La deuxième, l’approche holistique, nous rappelle l’importance de la bio-solidarité, laquelle est à la base même du fonctionnement des écosystèmes naturels : « le monde vivant est non seulement un agrégat de flux, mais plus encore un ensemble de liens – c’est un réseau dynamique de relations naturelles et sociales »[7]. Il importerait donc, comme approche stratégique, de garder en santé ce réseau dynamique, et surtout, de ne pas le mettre en danger.
La présence de ces deux visions est observable au sein des travaux de la COP15. Elle donne lieu à de victoires distinctes d’un camp sur l’autre. Les effets de cette confrontation sont inégaux, compte tenu des rapports de force entre les parties. Un rapport de force qu’il importe de renverser.
Il faut aujourd’hui trancher cette contradiction en faveur de l’approche holistique plutôt que de prolonger l’improbable compromis actuel, par lequel on proclame vouloir favoriser l’approche holistique pour, dans les faits, donner toujours plus la priorité à l’approche séparatiste[8].

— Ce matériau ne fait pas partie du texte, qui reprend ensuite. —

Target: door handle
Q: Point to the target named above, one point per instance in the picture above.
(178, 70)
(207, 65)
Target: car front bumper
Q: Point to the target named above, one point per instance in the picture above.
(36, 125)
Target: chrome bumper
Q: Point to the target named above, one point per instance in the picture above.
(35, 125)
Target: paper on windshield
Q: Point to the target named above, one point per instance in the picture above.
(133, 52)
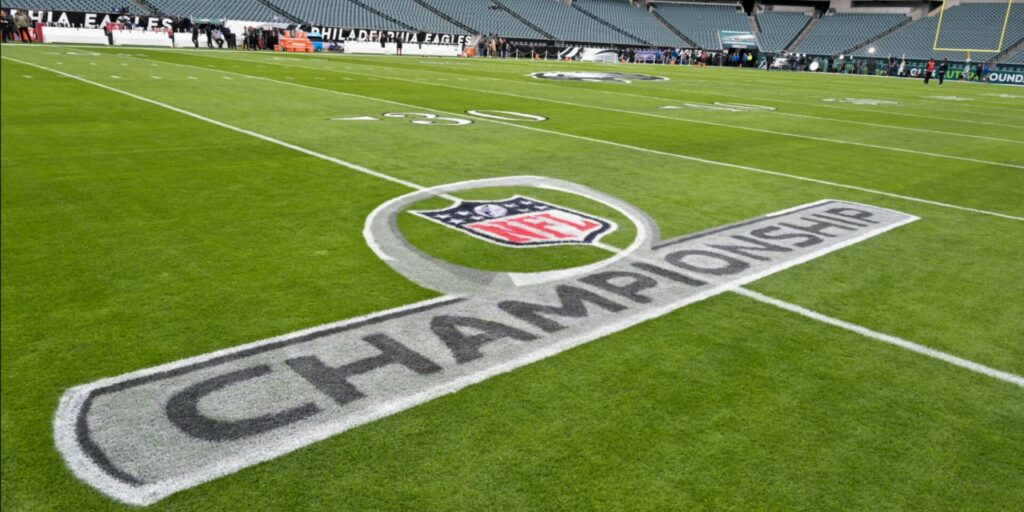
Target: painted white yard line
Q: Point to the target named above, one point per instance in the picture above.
(757, 296)
(221, 124)
(704, 89)
(802, 116)
(683, 120)
(885, 338)
(637, 148)
(554, 65)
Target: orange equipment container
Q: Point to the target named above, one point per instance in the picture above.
(295, 41)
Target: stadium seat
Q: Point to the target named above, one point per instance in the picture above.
(337, 13)
(966, 26)
(779, 29)
(841, 32)
(633, 19)
(701, 23)
(484, 17)
(249, 10)
(78, 5)
(566, 24)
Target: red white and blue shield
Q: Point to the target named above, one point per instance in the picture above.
(521, 221)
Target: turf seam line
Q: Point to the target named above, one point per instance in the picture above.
(221, 124)
(541, 130)
(683, 120)
(803, 116)
(885, 338)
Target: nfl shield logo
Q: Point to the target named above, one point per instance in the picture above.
(521, 221)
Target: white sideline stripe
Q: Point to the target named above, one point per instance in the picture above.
(229, 127)
(885, 338)
(634, 147)
(803, 116)
(551, 132)
(682, 120)
(677, 80)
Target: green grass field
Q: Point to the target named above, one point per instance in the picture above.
(159, 205)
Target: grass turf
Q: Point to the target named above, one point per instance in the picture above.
(133, 236)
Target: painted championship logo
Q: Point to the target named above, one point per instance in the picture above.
(521, 221)
(586, 76)
(141, 436)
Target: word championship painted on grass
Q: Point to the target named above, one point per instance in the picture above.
(146, 434)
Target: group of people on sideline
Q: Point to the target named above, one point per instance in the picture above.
(16, 27)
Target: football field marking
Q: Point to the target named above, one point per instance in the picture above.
(862, 331)
(652, 86)
(542, 130)
(787, 114)
(221, 124)
(225, 469)
(682, 120)
(885, 338)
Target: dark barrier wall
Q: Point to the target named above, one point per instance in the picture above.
(90, 19)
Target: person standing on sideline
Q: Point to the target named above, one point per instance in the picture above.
(7, 23)
(23, 23)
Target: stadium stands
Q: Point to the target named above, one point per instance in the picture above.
(966, 26)
(779, 29)
(337, 13)
(633, 19)
(484, 17)
(840, 32)
(565, 23)
(77, 5)
(250, 10)
(702, 22)
(415, 14)
(1016, 58)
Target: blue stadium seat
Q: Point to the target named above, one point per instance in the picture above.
(967, 26)
(840, 32)
(484, 17)
(633, 19)
(701, 23)
(779, 29)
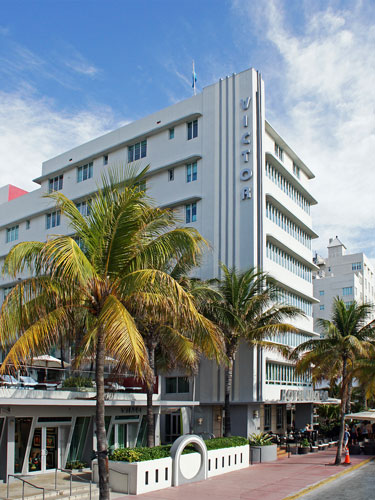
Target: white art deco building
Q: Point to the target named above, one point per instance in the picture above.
(216, 160)
(348, 276)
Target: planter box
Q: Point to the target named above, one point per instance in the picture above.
(227, 459)
(369, 449)
(354, 449)
(141, 477)
(303, 450)
(264, 453)
(152, 475)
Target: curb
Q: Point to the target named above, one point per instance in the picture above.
(315, 486)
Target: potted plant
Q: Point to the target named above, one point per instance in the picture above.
(78, 383)
(266, 449)
(304, 447)
(75, 465)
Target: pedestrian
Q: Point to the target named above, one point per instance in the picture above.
(346, 437)
(364, 431)
(353, 434)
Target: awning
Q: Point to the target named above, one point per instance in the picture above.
(361, 415)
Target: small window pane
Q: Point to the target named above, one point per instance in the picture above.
(171, 385)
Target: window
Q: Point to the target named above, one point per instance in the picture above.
(287, 187)
(12, 234)
(137, 151)
(85, 172)
(192, 129)
(84, 207)
(53, 219)
(55, 184)
(279, 152)
(6, 291)
(191, 172)
(287, 225)
(141, 186)
(174, 385)
(267, 417)
(171, 174)
(190, 213)
(290, 263)
(279, 416)
(296, 170)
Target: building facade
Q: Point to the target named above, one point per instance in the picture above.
(349, 276)
(222, 167)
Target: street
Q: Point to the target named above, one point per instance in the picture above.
(357, 485)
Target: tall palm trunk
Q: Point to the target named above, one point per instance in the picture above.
(344, 398)
(150, 391)
(228, 387)
(349, 400)
(100, 421)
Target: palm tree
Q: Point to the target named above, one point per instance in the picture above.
(364, 371)
(347, 337)
(246, 308)
(169, 344)
(113, 261)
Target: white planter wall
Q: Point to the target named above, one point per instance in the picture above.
(264, 453)
(227, 460)
(143, 477)
(153, 475)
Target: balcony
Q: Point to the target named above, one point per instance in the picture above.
(51, 382)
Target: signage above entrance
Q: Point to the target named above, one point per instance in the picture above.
(290, 395)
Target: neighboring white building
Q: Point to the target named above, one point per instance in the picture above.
(217, 161)
(351, 277)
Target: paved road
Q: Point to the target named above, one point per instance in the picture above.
(356, 485)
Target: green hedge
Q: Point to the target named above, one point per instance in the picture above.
(77, 381)
(143, 454)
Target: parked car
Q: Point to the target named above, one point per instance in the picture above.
(9, 381)
(28, 381)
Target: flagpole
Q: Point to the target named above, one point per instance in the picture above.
(194, 88)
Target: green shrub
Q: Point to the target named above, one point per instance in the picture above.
(305, 443)
(77, 381)
(217, 443)
(75, 464)
(163, 451)
(261, 439)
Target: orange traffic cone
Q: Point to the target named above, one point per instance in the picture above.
(347, 457)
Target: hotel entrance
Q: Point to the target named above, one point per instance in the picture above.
(44, 449)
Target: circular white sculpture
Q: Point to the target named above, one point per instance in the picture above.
(177, 448)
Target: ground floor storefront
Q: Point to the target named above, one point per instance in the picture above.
(39, 436)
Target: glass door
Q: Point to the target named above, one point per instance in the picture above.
(44, 449)
(35, 457)
(51, 447)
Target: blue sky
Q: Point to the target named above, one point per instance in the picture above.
(71, 70)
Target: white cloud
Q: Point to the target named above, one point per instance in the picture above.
(326, 75)
(32, 131)
(79, 64)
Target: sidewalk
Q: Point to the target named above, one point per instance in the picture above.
(269, 481)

Certes, la philanthropie environnementale dispose de peu de moyens par rapport aux autres formes de philanthropie, et encore moins comparativement aux capacités et pouvoirs d’agir des États et des entreprises privées.
Toutefois, elle a la capacité de rendre la cause plus centrale au sein même de l’écosystème philanthropique. Elle a aussi toute la légitimité requise pour informer, sensibiliser et conscientiser la population sur l’importance de la biodiversité et la centralité de la bio-solidarité.
Ce faisant, la philanthropie, dans une posture unifiée, pourrait activement participer au dénouement de la contradiction observée entre les deux postures[9]. Elle pourrait permettre d’élever le débat et jouer un rôle clé dans le déblocage des mentalités à réaliser afin de briser l’hégémonisme de la valeur économique – la valeur d’échange – sur les autres valeurs : les valeurs d’usage, de partage et écologique.